Re: [RFC v5 4/6] sched/fair: Tune task wake-up logic to pack small background tasks on fewer cores

From: Vincent Guittot
Date: Tue Oct 08 2019 - 12:20:41 EST


On Mon, 7 Oct 2019 at 18:54, Parth Shah <parth@xxxxxxxxxxxxx> wrote:
>
>
>
> On 10/7/19 5:49 PM, Vincent Guittot wrote:
> > On Mon, 7 Oct 2019 at 10:31, Parth Shah <parth@xxxxxxxxxxxxx> wrote:
> >>
> >> The algorithm finds the first non idle core in the system and tries to
> >> place a task in the idle CPU in the chosen core. To maintain
> >> cache hotness, work of finding non idle core starts from the prev_cpu,
> >> which also reduces task ping-pong behaviour inside of the core.
> >>
> >> Define a new method to select_non_idle_core which keep tracks of the idle
> >> and non-idle CPUs in the core and based on the heuristics determines if the
> >> core is sufficiently busy to place the incoming backgroung task. The
> >> heuristic further defines the non-idle CPU into either busy (>12.5% util)
> >> CPU and overutilized (>80% util) CPU.
> >> - The core containing more idle CPUs and no busy CPUs is not selected for
> >> packing
> >> - The core if contains more than 1 overutilized CPUs are exempted from
> >> task packing
> >> - Pack if there is atleast one busy CPU and overutilized CPUs count is <2
> >>
> >> Value of 12.5% utilization for busy CPU gives sufficient heuristics for CPU
> >> doing enough work and not become idle in nearby timeframe.
> >>
> >> Signed-off-by: Parth Shah <parth@xxxxxxxxxxxxx>
> >> ---
> >> kernel/sched/core.c | 3 ++
> >> kernel/sched/fair.c | 95 ++++++++++++++++++++++++++++++++++++++++++++-
> >> 2 files changed, 97 insertions(+), 1 deletion(-)
> >>
> >> diff --git a/kernel/sched/core.c b/kernel/sched/core.c
> >> index 6e1ae8046fe0..7e3aff59540a 100644
> >> --- a/kernel/sched/core.c
> >> +++ b/kernel/sched/core.c
> >> @@ -6402,6 +6402,7 @@ static struct kmem_cache *task_group_cache __read_mostly;
> >>
> >> DECLARE_PER_CPU(cpumask_var_t, load_balance_mask);
> >> DECLARE_PER_CPU(cpumask_var_t, select_idle_mask);
> >> +DECLARE_PER_CPU(cpumask_var_t, turbo_sched_mask);
> >>
> >> void __init sched_init(void)
> >> {
> >> @@ -6442,6 +6443,8 @@ void __init sched_init(void)

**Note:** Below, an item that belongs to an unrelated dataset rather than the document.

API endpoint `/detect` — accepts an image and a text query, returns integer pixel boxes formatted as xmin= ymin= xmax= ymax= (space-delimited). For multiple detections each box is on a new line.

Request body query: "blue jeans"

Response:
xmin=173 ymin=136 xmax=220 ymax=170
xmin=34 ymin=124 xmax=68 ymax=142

> >> cpumask_size(), GFP_KERNEL, cpu_to_node(i));
> >> per_cpu(select_idle_mask, i) = (cpumask_var_t)kzalloc_node(
> >> cpumask_size(), GFP_KERNEL, cpu_to_node(i));
> >> + per_cpu(turbo_sched_mask, i) = (cpumask_var_t)kzalloc_node(
> >> + cpumask_size(), GFP_KERNEL, cpu_to_node(i));
> >> }
> >> #endif /* CONFIG_CPUMASK_OFFSTACK */
> >>
> >> diff --git a/kernel/sched/fair.c b/kernel/sched/fair.c
> >> index b798fe7ff7cd..d4a1b6474338 100644
> >> --- a/kernel/sched/fair.c
> >> +++ b/kernel/sched/fair.c
> >> @@ -5353,6 +5353,8 @@ static void dequeue_task_fair(struct rq *rq, struct task_struct *p, int flags)
> >> /* Working cpumask for: load_balance, load_balance_newidle. */
> >> DEFINE_PER_CPU(cpumask_var_t, load_balance_mask);
> >> DEFINE_PER_CPU(cpumask_var_t, select_idle_mask);
> >> +/* A cpumask to find active cores in the system. */
> >> +DEFINE_PER_CPU(cpumask_var_t, turbo_sched_mask);
> >>
> >> #ifdef CONFIG_NO_HZ_COMMON
> >>
> >> @@ -5964,6 +5966,76 @@ static int select_idle_cpu(struct task_struct *p, struct sched_domain *sd, int t
> >> return cpu;
> >> }
> >>
> >> +#ifdef CONFIG_SCHED_SMT
> >> +static inline bool is_background_task(struct task_struct *p)
> >> +{
> >> + if (p->flags & PF_CAN_BE_PACKED)
> >> + return true;
> >> +
> >> + return false;
> >> +}
> >> +
> >> +#define busyness_threshold (100 >> 3)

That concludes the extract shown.